Use when: High traffic APIs where sliding log is too memory-intensive. Most web APIs.
Token bucket
Each user has a bucket that fills with tokens at a fixed rate. Each request consumes one token. Allows bursts up to the bucket capacity.
# Token bucket: 10 req/sec, burst up to 50
import time
def is_allowed_token_bucket(
user_id: str,
rate: float = 10.0, # tokens per second
capacity: int = 50, # max burst
) -> bool:
key = f"rate:bucket:{user_id}"
now = time.time()
# Lua script for atomic check-and-update
lua_script = """
local key = KEYS[1]
local rate = tonumber(ARGV[1])
local capacity = tonumber(ARGV[2])
local now = tonumber(ARGV[3])
local data = redis.call('HMGET', key, 'tokens', 'last_refill')

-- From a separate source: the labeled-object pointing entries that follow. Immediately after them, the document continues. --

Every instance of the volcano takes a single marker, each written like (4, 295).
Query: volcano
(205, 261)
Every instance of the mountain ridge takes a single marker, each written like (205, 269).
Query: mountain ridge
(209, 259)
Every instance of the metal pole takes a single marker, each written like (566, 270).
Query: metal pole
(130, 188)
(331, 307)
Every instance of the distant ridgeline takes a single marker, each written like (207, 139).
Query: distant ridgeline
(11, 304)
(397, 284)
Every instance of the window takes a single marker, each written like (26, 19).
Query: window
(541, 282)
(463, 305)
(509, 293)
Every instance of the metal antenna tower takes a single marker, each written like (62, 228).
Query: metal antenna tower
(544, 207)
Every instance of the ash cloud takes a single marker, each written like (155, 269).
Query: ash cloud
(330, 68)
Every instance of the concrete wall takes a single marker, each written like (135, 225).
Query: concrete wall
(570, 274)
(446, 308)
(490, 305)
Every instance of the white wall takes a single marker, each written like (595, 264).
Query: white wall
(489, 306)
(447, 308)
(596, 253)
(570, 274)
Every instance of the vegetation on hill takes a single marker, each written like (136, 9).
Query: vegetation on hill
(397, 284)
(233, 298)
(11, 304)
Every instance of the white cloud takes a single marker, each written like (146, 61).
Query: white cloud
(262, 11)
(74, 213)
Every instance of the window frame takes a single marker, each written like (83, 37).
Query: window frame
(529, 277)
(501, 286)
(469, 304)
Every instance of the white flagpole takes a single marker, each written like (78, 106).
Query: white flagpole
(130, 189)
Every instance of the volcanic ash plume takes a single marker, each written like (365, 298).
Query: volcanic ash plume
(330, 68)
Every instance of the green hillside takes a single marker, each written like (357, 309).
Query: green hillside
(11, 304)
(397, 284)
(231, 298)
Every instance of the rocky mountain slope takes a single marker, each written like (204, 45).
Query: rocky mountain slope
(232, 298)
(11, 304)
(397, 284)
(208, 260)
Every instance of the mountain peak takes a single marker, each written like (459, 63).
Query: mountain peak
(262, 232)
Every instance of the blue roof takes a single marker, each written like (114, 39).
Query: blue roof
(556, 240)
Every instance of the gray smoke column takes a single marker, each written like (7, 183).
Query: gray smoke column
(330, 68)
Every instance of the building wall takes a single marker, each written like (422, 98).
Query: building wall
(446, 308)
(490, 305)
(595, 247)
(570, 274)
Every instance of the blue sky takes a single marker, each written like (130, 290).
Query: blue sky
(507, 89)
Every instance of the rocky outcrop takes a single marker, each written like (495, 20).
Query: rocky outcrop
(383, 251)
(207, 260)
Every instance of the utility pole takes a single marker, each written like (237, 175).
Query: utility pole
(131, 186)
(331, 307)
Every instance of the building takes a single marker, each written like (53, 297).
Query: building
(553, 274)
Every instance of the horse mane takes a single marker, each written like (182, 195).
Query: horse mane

local tokens = tonumber(data[1]) or capacity
local last_refill = tonumber(data[2]) or now
-- Add tokens based on elapsed time
local elapsed = now - last_refill
tokens = math.min(capacity, tokens + elapsed * rate)
if tokens < 1 then
return 0 -- rejected
end
tokens = tokens - 1
redis.call('HMSET', key, 'tokens', tokens, 'last_refill', now)
redis.call('EXPIRE', key, 3600)
return 1 -- allowed
"""
result = r.eval(lua_script, 1, key, rate, capacity, now)
return bool(result)
Pros: Allows controlled bursts. Users can accumulate tokens when idle and use them in a burst — natural for human usage patterns.
Cons: Two parameters to tune (rate + capacity). Complex to implement atomically.
Use when: You want to allow reasonable bursts. Mobile app APIs, where users open the app and make several calls quickly.
Leaky bucket
Requests enter a queue (the bucket). They are processed at a fixed rate regardless of input rate. Excess requests that overflow the queue are rejected.
Difference from token bucket: Token bucket allows bursts up to the capacity. Leaky bucket processes at a constant rate regardless — output is always smooth.
Use when: You need to protect a downstream service that cannot handle bursts. Database write queues, email sending queues.
Decision guide
- User-facing API, allow occasional bursts: Token bucket
- High accuracy required, low traffic: Sliding window log
- High accuracy required, high traffic: Sliding window counter
- Protect downstream from any burst: Leaky bucket
- Simple use case, internal: Fixed window counter
The sliding window counter is the right default for most production APIs. It is accurate, memory-efficient, and implementable in a single Redis script.